Returns: (downloaded, skipped, failed) paths.

Source code in src/progridpy/aws/s3.py
def download_objects(
    self,
    bucket: str,
    objects: list[S3ObjectRef],
    overwrite: bool = False,
    description: str | None = None,
) -> tuple[list[Path], list[Path], list[Path]]:
    """Download S3 objects to local paths.

    Returns:
        (downloaded, skipped, failed) paths.
    """
    if not objects:
        return [], [], []

    downloaded: list[Path] = []
    skipped: list[Path] = []
    failed: list[Path] = []

    # Filter out already-existing local files when not overwriting
    to_download: list[S3ObjectRef] = []
    for obj in objects:
        if not overwrite and obj.local_path.exists():
            skipped.append(obj.local_path)
        else:
            to_download.append(obj)

    if not to_download:
        return downloaded, skipped, failed

    # Get sizes via concurrent HEAD for progress bar
    sizes = self._get_object_sizes(bucket, to_download)
    total_size = sum(sizes.get(obj.key, 0) for obj in to_download)

    desc = description or "Downloading"
    progress = self._create_progress_bar()
    progress_lock = threading.Lock()

    with progress:
        task_id = progress.add_task(desc, total=total_size)

        with ThreadPoolExecutor(max_workers=self.config.max_concurrency) as executor:
            futures = {}
            for obj in to_download:
                obj.local_path.parent.mkdir(parents=True, exist_ok=True)
                future = executor.submit(self._download_one, bucket, obj, task_id, progress, progress_lock)
                futures[future] = obj

            for future in as_completed(futures):
                obj = futures[future]
                try:
                    result = future.result()
                    if result is not None:
                        downloaded.append(result)
                    else:
                        failed.append(obj.local_path)
                except Exception:
                    failed.append(obj.local_path)

    return downloaded, skipped, failed
upload_objects
upload_objects(bucket: str, objects: list[S3ObjectRef], overwrite: bool = False, description: str | None = None) -> tuple[list[str], list[str], list[Path]]

Upload local files to S3.

Returns: (uploaded_keys, skipped_keys, failed_local_paths).

Source code in src/progridpy/aws/s3.py
def upload_objects(
    self,
    bucket: str,
    objects: list[S3ObjectRef],
    overwrite: bool = False,
    description: str | None = None,
) -> tuple[list[str], list[str], list[Path]]:
    """Upload local files to S3.

    Returns:
        (uploaded_keys, skipped_keys, failed_local_paths).
    """
    if not objects:
        return [], [], []

    uploaded: list[str] = []
    skipped: list[str] = []
    failed: list[Path] = []

    existing = set() if overwrite else self._check_existing_keys(bucket, objects)
    to_upload: list[S3ObjectRef] = []
    for obj in objects:
        if obj.key in existing:
            skipped.append(obj.key)
        else:
            to_upload.append(obj)

    if not to_upload:
        return uploaded, skipped, failed

    total_size = sum(obj.local_path.stat().st_size for obj in to_upload if obj.local_path.exists())

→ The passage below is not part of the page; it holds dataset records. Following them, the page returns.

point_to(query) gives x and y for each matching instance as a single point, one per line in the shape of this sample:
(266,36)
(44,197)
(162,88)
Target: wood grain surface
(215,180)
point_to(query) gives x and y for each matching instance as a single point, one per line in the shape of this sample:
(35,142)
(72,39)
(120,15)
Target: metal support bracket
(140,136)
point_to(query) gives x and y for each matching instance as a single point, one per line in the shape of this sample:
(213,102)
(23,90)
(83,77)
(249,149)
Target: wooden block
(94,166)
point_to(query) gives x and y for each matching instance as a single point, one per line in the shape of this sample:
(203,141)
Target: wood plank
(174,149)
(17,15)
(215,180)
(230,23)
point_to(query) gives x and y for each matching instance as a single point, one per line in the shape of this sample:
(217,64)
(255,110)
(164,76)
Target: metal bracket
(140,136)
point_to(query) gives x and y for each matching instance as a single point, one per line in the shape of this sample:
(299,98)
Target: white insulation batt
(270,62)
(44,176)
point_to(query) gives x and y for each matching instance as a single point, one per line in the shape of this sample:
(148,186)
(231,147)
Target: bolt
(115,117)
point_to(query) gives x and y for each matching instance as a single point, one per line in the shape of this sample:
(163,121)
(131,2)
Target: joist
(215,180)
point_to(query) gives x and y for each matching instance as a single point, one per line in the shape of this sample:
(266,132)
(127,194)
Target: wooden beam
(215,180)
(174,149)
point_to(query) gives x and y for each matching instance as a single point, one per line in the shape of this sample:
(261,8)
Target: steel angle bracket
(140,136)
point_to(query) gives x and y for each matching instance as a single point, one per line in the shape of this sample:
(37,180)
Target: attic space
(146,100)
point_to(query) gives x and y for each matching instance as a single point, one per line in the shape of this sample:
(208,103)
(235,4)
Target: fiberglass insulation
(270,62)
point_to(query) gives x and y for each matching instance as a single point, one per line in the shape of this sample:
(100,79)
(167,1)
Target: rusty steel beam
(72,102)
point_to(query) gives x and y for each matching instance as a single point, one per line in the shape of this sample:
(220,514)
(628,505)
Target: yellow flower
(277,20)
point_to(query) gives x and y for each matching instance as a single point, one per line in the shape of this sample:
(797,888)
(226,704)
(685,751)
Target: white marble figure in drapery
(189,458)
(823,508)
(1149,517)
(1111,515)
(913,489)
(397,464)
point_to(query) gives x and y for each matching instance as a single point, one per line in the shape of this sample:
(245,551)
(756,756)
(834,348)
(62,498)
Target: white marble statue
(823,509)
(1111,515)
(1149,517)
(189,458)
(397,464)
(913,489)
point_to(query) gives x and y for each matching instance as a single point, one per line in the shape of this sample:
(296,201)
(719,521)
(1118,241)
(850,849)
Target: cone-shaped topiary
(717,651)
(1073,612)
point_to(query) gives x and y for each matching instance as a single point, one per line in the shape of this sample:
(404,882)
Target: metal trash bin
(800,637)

    desc = description or "Uploading"
    progress = self._create_progress_bar()
    progress_lock = threading.Lock()

    with progress:
        task_id = progress.add_task(desc, total=total_size)

        with ThreadPoolExecutor(max_workers=self.config.max_concurrency) as executor:
            futures = {}
            for obj in to_upload:
                if not obj.local_path.exists():
                    failed.append(obj.local_path)
                    continue
                future = executor.submit(self._upload_one, bucket, obj, task_id, progress, progress_lock)
                futures[future] = obj

            for future in as_completed(futures):
                obj = futures[future]
                try:
                    result = future.result()
                    if result is not None:
                        uploaded.append(result)
                    else:
                        failed.append(obj.local_path)
                except Exception:
                    failed.append(obj.local_path)

    return uploaded, skipped, failed